L'Union européenne a annoncé en juin un objectif juridiquement contraignant visant à réduire l'utilisation de pesticides chimiques de 50 % d'ici 2030. L'objectif a été proposé en 2020, mais peu de progrès ont été réalisés depuis lors dans l'élaboration d'une voie spécifique pour y parvenir.
La réglementation sur l'utilisation durable des pesticides, attendue dans trois mois, sera la première loi contraignante de l'UE obligeant les agriculteurs à réduire leur utilisation de produits chimiques agricoles. Cependant, une réalité à laquelle l'Europe est actuellement confrontée est que le conflit en cours entre la Russie et l'Ukraine a gravement perturbé les chaînes d'approvisionnement alimentaires et agricoles dans la région de l'UE, en particulier dans les pays d'Europe centrale et orientale bordant l'ex-Union soviétique.
Dix pays, dont l'Autriche, la Bulgarie, l'Estonie, la Hongrie, la Lettonie, la Lituanie, la Pologne, la Roumanie, la Slovaquie et la Slovénie, ont dressé une liste de dérogations et d'exceptions, proposant que si l'un des dix pays ne satisfait pas aux exigences de la future loi , Les objectifs de réduction des pesticides requis ne sont pas illégaux dans le pays.

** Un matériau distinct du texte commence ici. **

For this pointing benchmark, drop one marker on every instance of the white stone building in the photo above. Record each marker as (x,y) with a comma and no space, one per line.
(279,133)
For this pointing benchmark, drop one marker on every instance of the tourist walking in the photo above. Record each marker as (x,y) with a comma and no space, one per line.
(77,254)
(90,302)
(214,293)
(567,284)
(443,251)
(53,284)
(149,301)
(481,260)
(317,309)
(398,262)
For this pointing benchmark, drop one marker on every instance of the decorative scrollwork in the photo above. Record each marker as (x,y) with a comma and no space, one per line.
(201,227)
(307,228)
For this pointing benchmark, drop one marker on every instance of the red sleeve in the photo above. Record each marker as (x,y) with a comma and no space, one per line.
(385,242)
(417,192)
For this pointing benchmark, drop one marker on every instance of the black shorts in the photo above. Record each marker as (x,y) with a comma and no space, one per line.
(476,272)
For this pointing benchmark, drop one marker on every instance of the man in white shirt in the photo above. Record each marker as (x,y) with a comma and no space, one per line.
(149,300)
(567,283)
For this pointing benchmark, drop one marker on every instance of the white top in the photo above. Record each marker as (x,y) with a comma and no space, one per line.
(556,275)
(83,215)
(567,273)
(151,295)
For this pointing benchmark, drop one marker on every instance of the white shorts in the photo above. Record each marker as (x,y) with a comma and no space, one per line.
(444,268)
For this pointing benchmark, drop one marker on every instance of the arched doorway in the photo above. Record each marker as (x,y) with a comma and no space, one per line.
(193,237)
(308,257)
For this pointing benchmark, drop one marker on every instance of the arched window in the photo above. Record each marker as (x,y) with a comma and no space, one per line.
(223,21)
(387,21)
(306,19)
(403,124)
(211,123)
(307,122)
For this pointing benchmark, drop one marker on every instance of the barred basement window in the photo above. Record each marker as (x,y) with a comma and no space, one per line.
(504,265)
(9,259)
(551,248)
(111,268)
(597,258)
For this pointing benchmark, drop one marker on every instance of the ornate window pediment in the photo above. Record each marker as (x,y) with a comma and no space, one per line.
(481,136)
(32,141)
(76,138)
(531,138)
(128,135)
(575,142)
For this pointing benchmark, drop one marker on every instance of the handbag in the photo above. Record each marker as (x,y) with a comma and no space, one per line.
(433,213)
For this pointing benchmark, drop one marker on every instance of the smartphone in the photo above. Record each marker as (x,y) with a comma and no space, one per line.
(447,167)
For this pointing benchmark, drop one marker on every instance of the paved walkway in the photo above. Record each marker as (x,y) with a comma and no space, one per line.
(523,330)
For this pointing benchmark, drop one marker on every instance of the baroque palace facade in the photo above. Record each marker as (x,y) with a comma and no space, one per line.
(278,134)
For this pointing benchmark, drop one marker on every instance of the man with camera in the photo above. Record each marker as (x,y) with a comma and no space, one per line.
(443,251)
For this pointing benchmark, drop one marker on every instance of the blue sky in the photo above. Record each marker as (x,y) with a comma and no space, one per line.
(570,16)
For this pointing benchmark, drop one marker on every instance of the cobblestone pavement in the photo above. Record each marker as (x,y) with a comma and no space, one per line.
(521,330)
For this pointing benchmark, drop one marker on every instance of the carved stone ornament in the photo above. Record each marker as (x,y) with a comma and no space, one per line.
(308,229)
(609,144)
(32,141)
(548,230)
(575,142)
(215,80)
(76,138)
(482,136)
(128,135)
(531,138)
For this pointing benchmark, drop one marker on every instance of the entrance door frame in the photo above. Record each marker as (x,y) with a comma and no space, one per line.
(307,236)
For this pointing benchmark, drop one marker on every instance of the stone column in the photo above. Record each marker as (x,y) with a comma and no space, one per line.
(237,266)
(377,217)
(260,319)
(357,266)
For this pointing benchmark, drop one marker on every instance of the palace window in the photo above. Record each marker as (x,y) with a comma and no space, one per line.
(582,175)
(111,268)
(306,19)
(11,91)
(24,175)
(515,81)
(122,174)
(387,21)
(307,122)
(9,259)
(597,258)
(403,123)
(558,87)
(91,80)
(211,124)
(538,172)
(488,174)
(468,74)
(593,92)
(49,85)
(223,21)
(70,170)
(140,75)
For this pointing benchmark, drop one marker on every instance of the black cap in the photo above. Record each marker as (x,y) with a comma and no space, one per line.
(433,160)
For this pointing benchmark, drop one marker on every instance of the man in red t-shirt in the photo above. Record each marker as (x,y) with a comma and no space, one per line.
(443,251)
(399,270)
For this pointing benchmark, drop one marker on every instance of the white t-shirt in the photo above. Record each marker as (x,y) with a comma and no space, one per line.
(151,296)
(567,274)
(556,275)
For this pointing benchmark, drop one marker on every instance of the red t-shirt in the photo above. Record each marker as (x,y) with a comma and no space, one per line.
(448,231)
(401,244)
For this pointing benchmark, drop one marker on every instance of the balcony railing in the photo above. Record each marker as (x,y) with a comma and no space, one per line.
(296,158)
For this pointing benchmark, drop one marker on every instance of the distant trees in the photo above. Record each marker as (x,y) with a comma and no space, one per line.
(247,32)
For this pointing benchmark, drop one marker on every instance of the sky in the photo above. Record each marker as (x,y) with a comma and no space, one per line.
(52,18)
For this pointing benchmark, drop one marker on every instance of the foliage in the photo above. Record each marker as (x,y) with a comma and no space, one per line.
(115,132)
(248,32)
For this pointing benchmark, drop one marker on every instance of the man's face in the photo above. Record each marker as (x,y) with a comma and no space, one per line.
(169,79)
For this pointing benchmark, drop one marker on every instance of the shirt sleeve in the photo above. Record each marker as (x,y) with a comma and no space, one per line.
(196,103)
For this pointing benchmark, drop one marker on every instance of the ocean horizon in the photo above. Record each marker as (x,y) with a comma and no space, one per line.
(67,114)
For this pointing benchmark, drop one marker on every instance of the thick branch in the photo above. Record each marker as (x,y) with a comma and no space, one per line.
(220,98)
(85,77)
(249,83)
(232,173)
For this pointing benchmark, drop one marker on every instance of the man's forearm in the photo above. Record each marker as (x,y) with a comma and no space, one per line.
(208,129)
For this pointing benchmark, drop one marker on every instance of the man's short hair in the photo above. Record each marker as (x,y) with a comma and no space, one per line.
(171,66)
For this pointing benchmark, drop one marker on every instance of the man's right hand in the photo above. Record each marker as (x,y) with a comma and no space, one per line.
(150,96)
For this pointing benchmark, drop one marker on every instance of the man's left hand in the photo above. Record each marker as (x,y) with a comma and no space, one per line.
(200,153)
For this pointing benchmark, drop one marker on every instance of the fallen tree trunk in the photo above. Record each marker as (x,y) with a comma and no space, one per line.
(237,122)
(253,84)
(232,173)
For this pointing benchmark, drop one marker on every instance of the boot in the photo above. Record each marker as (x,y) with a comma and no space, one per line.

"La sécurité alimentaire et la compétitivité de la production agricole de l'UE ont été confrontées à de nombreux défis, qui ont été encore exacerbés par la guerre russo-ukrainienne", ont déclaré les dix pays dans un communiqué commun. Dans ce contexte, les dix pays ont affirmé que "la stabilité" et "des mesures proportionnées" sont essentielles pour protéger les agriculteurs et les consommateurs européens.
Ils ont ajouté que les États membres de l'UE devraient être autorisés à modifier leur ligne de conduite si "les États membres prévoient que l'objectif de réduction de 2030 ne sera pas atteint pour des raisons imprévisibles telles que de nouveaux ravageurs, l'émergence d'espèces envahissantes ou des changements dans la structure agricole".
Pendant ce temps, le ministre britannique de l'Agriculture, George Eustice, tout en soutenant une augmentation de l'utilisation des bio-engrais pour remplacer les engrais chimiques, a appelé à un ralentissement de l'utilisation par le Royaume-Uni des cultures vivrières pour produire du bioéthanol, compte tenu de la hausse continue des prix des denrées alimentaires et des aliments pour animaux.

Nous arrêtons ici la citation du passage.